PERG: Eellssaa, los seres de la Tierra no soportan las realidades.

ELSA: Lo siento…

Erwin y Row se miran intentando descifrar… Es cierto que hay realidades insoportables para el humano. El silencio fue comprensor de la enorme barrera existente entre la sabiduría y la ignorancia. Dio lugar a la pregunta obvia. No fue necesario hacerla.

PERG: Entré a su nave porque observé que se desplazaba sin control en la órbita, como cuando se abandonan los comandos. Si regresaba a la atmósfera terrestre se quemaba y ustedes morían.

ROW: Es que creí…

PERG: Sí, Row, sé lo que creyó pero yo sé lo que ocurrió. Eellssaa advirtió la interferencia en su transmisión.

Más silencio. Row y Erwin miran a ambas bolas flotantes intentando comprender la situación: Cuál es el ¿espíritu? que mueve a esos cuerpos de ¿metal? ¿plástico? que están ahí, frente a ellos. Los ojos muy abiertos quieren agradecer por sus vidas.

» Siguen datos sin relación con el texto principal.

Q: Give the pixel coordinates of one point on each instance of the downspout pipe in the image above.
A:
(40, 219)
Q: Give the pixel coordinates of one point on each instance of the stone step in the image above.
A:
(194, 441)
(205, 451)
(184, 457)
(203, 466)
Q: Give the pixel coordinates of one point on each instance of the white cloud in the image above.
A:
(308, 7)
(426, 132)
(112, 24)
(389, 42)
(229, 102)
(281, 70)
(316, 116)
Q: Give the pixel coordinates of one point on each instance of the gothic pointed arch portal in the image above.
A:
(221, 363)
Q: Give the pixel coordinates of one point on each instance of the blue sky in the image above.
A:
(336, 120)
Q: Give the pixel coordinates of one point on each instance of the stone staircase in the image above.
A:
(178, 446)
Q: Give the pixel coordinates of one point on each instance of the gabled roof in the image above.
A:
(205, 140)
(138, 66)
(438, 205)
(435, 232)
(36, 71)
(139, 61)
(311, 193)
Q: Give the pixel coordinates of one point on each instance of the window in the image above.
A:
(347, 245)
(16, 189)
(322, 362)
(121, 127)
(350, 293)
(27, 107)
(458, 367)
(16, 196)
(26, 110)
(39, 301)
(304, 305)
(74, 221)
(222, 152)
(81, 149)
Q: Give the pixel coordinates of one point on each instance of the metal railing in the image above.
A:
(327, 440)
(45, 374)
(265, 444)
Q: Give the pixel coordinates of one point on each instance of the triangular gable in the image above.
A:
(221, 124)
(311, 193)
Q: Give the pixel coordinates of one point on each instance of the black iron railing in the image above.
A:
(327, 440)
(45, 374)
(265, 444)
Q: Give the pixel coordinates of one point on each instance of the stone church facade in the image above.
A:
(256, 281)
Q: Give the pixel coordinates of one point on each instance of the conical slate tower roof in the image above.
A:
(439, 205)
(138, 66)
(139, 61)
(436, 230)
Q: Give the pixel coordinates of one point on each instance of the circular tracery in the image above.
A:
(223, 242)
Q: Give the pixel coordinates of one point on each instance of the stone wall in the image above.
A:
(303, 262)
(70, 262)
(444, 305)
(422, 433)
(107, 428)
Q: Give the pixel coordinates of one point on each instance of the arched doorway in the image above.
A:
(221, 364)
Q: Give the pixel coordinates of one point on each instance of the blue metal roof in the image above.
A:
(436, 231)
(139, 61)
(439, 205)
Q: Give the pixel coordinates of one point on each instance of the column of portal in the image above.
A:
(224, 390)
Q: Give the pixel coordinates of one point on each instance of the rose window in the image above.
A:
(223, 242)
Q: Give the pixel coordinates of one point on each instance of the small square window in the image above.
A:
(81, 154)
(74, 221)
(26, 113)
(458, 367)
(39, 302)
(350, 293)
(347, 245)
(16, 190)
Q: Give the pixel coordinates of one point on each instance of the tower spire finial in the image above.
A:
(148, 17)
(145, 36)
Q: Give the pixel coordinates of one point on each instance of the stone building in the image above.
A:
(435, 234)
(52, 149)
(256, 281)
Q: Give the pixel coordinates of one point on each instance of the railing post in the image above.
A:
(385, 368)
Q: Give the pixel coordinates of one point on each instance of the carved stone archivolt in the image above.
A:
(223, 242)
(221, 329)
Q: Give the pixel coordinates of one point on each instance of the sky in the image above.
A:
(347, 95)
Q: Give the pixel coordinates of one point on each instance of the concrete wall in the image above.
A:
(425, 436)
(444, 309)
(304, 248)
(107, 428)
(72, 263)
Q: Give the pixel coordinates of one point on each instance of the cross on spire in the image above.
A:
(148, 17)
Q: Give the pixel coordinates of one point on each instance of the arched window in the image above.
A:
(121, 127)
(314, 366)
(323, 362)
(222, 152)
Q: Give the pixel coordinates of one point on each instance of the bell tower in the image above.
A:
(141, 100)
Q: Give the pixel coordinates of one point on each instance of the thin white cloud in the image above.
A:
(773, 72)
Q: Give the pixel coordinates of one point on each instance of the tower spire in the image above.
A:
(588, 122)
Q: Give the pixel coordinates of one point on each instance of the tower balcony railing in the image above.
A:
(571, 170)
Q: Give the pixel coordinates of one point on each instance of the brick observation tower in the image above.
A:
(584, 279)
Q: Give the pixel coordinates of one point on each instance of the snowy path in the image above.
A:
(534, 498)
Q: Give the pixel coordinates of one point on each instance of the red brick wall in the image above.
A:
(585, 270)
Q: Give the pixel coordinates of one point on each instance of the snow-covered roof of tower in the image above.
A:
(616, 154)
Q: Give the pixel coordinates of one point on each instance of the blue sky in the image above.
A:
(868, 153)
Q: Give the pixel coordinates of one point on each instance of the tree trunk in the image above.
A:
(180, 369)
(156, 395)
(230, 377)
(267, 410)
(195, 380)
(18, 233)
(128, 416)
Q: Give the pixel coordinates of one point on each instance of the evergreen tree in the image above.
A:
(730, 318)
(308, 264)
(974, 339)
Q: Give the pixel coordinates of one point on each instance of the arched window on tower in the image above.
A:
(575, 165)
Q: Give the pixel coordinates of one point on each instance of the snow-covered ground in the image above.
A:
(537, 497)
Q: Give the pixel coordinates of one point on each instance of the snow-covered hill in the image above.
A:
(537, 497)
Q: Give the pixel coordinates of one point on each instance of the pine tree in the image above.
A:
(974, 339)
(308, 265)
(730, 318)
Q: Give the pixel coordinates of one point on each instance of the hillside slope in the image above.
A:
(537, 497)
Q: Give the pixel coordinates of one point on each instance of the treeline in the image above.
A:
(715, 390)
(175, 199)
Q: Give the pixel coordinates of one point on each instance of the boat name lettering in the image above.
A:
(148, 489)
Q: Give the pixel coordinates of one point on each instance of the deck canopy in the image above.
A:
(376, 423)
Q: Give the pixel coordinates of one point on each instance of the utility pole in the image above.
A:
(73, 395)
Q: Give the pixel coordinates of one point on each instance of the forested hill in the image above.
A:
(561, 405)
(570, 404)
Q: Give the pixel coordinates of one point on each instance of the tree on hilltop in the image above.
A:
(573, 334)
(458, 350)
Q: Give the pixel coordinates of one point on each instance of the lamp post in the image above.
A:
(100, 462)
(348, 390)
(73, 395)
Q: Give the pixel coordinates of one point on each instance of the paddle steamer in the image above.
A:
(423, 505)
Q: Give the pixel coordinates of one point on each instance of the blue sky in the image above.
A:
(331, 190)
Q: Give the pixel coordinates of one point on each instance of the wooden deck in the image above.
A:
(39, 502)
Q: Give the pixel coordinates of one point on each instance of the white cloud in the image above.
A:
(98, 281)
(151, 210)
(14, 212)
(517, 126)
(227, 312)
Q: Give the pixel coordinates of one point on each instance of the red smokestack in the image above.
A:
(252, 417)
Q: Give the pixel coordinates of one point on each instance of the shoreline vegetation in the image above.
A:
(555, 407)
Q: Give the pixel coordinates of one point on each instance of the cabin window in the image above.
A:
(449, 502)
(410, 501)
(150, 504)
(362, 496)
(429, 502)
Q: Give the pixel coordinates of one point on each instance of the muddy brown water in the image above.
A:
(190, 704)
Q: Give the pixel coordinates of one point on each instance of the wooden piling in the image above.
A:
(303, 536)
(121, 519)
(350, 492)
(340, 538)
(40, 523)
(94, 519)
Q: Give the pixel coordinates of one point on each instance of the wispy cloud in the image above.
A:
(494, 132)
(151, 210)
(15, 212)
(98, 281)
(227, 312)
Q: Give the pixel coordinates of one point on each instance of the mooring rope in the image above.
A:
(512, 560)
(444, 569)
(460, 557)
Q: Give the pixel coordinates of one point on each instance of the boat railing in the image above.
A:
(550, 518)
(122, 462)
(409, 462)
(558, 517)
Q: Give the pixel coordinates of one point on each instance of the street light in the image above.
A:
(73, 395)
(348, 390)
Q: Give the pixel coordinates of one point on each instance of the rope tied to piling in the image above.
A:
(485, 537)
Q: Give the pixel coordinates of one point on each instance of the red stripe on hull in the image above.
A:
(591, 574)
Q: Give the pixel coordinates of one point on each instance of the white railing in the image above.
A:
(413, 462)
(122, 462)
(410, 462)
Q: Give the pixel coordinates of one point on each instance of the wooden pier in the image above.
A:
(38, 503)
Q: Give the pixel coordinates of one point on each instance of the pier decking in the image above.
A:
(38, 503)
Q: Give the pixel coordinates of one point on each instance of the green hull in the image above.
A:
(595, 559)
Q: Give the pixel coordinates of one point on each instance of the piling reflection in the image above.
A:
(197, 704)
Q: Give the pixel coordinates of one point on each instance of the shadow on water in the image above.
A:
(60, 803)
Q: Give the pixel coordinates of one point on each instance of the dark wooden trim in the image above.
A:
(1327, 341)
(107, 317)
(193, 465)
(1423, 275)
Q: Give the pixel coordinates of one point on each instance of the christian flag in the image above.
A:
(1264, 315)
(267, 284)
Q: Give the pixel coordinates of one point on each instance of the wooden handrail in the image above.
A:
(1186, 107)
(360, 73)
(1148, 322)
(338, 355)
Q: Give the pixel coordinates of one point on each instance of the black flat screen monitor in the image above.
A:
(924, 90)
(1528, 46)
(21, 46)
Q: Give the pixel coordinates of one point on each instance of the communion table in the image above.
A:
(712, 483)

Elsa llega antes

ELSA: El modo de dar gracias es repetir la voluntad de la acción para con otro ser. Nos volveremos a ver.

PERG: Erwin, Row. Hasta pronto.

Con firmeza enfrentaron la ventanilla de la nave y… pasan a través de ella desapareciendo en el infinito.

ERWIN: ¿Volverán, Row?

ROW: Eso dijeron, Erwin. Ahora sólo nos falta el título.

El suavísimo murmullo de las olas caribeñas llega hasta los ojos húmedos de ambos.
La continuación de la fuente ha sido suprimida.